Reportagem sobre adopção. Fico a ver. Presa por aquela sensação de que estão a falar de mim, de nós. Emociono-me um pouco. Irrito-me um pouco. É que há na forma como os jornalistas abordam o desajuste entre o perfil de criança desejado pelos adoptantes e as crianças em condições de serem adoptadas um tom que me cai mal. Não creio que seja propositado, mas aos meus ouvidos aquilo soa-me como "vocês não são pessoas suficentemente boas para quererem os outros meninos", sendo que "os outros meninos" são crianças com deficiência, doenças graves, de outra raça ou mais velhas. Obviamente compreendo que é necessário encontrar soluções para essas crianças e que a melhor solução seria a adopção. Obviamente também reconheço que essas crianças têm tanto direito a uma família como as outras. Mas a questão não é essa. A questão é que os pais que chegam à adopção pelo caminho que eu cheguei não estão a praticar um acto de caridade, já ultrapassaram o sonho da criança perfeitinha (que, presumo, seja no fundo o sonho de todos os pais) e estão dispostos a fazer um compromisso com a vida, mas é preciso medir o tamanho desse compromisso. À partida, os nossos filhos já passaram por experiências (mais ou menos) traumatizantes. À partida, já sabemos que os nossos filhos nos vão colocar perante situações que os outros pais (os "pais biológicos", expressão que detesto) não terão de enfrentar. Preparamo-nos para lidar com isso e rezamos para sermos capazes. Mas na verdade não sabemos. Não sabemos como vai ser e temos medo. Creio que é legítimo termos medo, porque mesmo quando as coisas correm bem é complicado. Imaginem-se de repente com uma criança de três anos nos braços, que não conhecem e que não vos conhece, a tentar estabelecer uma relação e a educar, equilibrando o afecto e a disciplina, e, simultaneamente, gerindo uma torrente de emoções (que vão do puro pânico à mais extraordinária felicidade). Não é fácil. É um enorme desafio e não é para todos. Cada um tem de saber o que aguenta. E, sinceramente, por muito boas intenções que tenhamos, por muito desejemos aquela criança, há coisas que só descobrimos depois. À medida que os dias passam e nos apaixonamos a sério por aquela criança, e não pela imagem do filho que sonhámos ter. Por isso, não, não somos más pessoas só porque não queremos os "outros meninos". Somos pais à procura de um filho, por caminhos mais difíceis do que a maioria dos pais, e creio que já provamos o suficiente quando não desistimos a meio do caminho.

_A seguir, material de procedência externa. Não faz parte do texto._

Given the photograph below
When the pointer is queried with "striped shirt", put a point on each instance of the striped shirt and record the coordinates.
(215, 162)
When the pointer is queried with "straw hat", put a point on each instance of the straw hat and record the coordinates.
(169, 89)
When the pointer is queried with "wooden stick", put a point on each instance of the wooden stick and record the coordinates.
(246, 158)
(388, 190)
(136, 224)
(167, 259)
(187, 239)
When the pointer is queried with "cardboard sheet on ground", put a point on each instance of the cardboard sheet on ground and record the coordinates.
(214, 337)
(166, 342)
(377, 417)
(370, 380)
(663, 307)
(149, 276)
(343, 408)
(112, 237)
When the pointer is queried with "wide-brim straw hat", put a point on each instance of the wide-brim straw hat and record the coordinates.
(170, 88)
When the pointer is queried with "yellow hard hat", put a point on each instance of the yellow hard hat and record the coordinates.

[Já agora, o caminho vale mesmo a pena. Até chegar ao filho, e sobretudo depois de o encontrar.]
2 comentários:
Mais uma vez, é extraordinário como encontras as palavras para falar destas coisas, das tuas emoções que também são as minhas. Concordo que o caminho vale mesmo a pena, mesmo que não tivesse sido o percurso que nós escolheríamos, mas às vezes é bom termos um pretexto destes para no-lo recordar e para o gritarmos a quem calhe estar a ouvir.